Kennard also rejected the argument that Debose’s death sentence was disproportionate to the life prison terms to which Higgins and Flagg were sentenced.
The justice wrote:
“Here, defendant’s death sentence is proportionate to his individual involvement and culpability. Coupled with the circumstances of the crimes, the evidence strongly points to defendant as the shooter of Kim; furthermore, less than a week later, defendant, acting alone, viciously attacked, robbed and shot a second victim … in the head at point-blank range. It moreover is reasonable to infer that because defendant was the only one involved in both incidents, he planned and orchestrated them.”
Special Circumstance Reversed
The court did reverse the arson special circumstance finding, noting that the applicable statute limits the special circumstance to arson of an inhabited structure or property. But that does not affect the validity of the death sentence, the court held, because the robbery special circumstance alone was sufficient.
The high court yesterday also affirmed the death sentence for Dung Dinh Ahn Trinh for the murders of three employees of West Anaheim Hospital in 1999. Trinh admitted that he shot the victims, as well as a fourth person who survived, because the hospital gave poor care to his mother, who died a few months after being released from West Anaheim.
She died of cardiac arrest hours before the shootings.
Trinh testified that he had no regrets or remorse for what he had done, but his counsel urged jurors to return a life-without-parole verdict. The defense put on evidence that Trinh had been completely devoted to his mother and her care, and that the transition from life in their native Vietnam had been difficult.
Jurors in the first penalty phase deadlocked 10-2 for LWOP. A second trial was held, as to penalty only, where jurors deadlocked 11-1 for the death penalty.
The defense moved to block a third trial, but Judge John Ryan permitted it, and jurors voted unanimously for the death penalty.
Justice Kathryn M. Werdegar, writing for a unanimous court, said the decision to allow a third trial was neither an abuse of discretion nor a constitutional violation. Having heard the evidence at the first two trials, it was reasonable for the judge to believe that a third trial might result in a unanimous verdict, the justice said.
The high court also rejected an argument that prosecutors exercised racial bias in striking a man who would have been the only Vietnamese-American juror from the panel.
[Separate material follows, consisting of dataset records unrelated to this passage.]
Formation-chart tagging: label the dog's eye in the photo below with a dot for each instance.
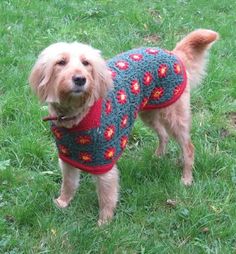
(85, 62)
(61, 62)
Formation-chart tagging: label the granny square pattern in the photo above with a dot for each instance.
(144, 79)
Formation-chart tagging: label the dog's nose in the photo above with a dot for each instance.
(79, 81)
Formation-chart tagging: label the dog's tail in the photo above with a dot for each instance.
(192, 50)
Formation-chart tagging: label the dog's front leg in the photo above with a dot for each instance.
(108, 192)
(70, 183)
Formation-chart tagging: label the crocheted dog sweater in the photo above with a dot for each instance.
(144, 79)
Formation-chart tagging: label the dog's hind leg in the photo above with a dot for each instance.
(70, 183)
(108, 192)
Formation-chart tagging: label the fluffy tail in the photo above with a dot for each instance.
(192, 50)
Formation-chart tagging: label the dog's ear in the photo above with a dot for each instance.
(101, 76)
(40, 77)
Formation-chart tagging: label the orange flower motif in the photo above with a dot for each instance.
(84, 140)
(64, 150)
(136, 57)
(152, 51)
(135, 87)
(123, 142)
(85, 156)
(109, 132)
(162, 71)
(121, 97)
(177, 68)
(57, 133)
(110, 153)
(157, 93)
(143, 103)
(108, 107)
(177, 90)
(122, 65)
(135, 114)
(147, 78)
(124, 121)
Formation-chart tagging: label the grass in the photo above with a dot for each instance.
(204, 219)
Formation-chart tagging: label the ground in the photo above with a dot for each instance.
(156, 213)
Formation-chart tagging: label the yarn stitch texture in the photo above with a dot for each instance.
(144, 79)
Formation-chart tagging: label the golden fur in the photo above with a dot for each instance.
(52, 80)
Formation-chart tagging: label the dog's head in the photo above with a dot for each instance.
(67, 72)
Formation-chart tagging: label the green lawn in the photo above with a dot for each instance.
(204, 218)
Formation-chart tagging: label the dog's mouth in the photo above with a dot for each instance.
(77, 91)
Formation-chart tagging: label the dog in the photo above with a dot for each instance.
(93, 103)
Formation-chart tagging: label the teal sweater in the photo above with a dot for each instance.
(144, 79)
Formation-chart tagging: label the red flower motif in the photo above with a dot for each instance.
(57, 133)
(84, 140)
(157, 93)
(85, 156)
(136, 57)
(112, 73)
(121, 97)
(123, 142)
(124, 121)
(177, 90)
(64, 150)
(152, 51)
(108, 106)
(122, 65)
(109, 132)
(135, 87)
(109, 153)
(136, 113)
(162, 71)
(143, 103)
(147, 78)
(177, 68)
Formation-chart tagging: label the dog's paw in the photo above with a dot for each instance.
(103, 222)
(60, 203)
(187, 181)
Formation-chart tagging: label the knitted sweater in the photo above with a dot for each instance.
(144, 79)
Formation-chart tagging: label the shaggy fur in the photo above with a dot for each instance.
(53, 80)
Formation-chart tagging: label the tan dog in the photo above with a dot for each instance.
(71, 77)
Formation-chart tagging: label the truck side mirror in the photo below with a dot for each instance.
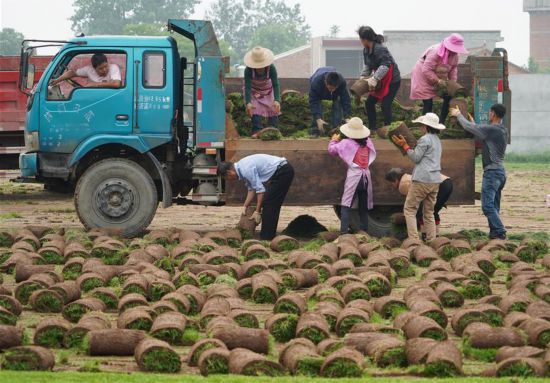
(30, 76)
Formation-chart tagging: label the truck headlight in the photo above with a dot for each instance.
(31, 142)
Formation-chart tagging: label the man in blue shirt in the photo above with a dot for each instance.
(327, 84)
(257, 170)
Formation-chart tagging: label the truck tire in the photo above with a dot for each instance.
(116, 193)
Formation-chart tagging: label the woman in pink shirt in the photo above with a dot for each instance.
(438, 63)
(357, 151)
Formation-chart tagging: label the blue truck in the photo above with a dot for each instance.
(159, 137)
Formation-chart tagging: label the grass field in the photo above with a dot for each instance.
(67, 377)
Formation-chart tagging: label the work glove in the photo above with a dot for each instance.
(454, 112)
(321, 125)
(372, 83)
(256, 217)
(400, 141)
(249, 109)
(277, 107)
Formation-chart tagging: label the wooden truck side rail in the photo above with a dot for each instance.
(319, 177)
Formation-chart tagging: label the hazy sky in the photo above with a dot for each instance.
(48, 19)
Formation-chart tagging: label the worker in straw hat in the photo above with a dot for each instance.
(436, 65)
(355, 148)
(426, 175)
(261, 88)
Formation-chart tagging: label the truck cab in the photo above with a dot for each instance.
(126, 148)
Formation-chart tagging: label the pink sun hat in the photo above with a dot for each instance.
(455, 43)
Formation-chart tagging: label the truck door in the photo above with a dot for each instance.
(154, 80)
(74, 110)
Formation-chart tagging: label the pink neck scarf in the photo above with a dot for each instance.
(443, 53)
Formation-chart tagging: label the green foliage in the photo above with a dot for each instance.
(10, 42)
(269, 23)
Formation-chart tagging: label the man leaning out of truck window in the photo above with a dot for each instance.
(100, 74)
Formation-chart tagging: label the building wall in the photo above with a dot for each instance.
(407, 46)
(297, 65)
(530, 113)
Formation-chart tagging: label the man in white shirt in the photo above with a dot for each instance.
(100, 74)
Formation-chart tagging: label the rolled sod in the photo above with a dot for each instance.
(521, 367)
(137, 318)
(246, 362)
(348, 317)
(538, 332)
(130, 301)
(291, 303)
(463, 317)
(240, 337)
(46, 300)
(154, 355)
(51, 332)
(282, 326)
(169, 327)
(312, 326)
(107, 296)
(424, 327)
(10, 304)
(75, 310)
(244, 318)
(518, 352)
(10, 336)
(355, 290)
(28, 358)
(444, 360)
(417, 349)
(343, 363)
(283, 243)
(214, 361)
(200, 347)
(264, 289)
(300, 357)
Werdegar said there were legitimate reasons for the peremptory challenge, including the fact that the man was middle-aged but had never married and had no children.
Justice Goodwin Liu, while joining Werdegar’s opinion, wrote separately to criticize Ryan for comments suggesting that the excused venire member seemed unusually disinterested in the fate of his fellow Vietnamese-American, contrasting his reaction with those of “that entire community” to the trial of a Taiwanese-American woman accused of killing her husband’s Chinese mistress.
Liu said it was clear that those views “influenced the trial court’s assessment of the credibility of the prosecutor’s explanation that [the venire member’s] unresponsive views on the death penalty were suspect.” But he agreed that the trial court’s ruling was correct, because there was no showing that the prosecutor’s objection to the man was based on ethnic stereotypes.
The cases are People v. Debose, 14 S.O.S. 2835, and People v. Trinh, 14 S.O.S. 2821.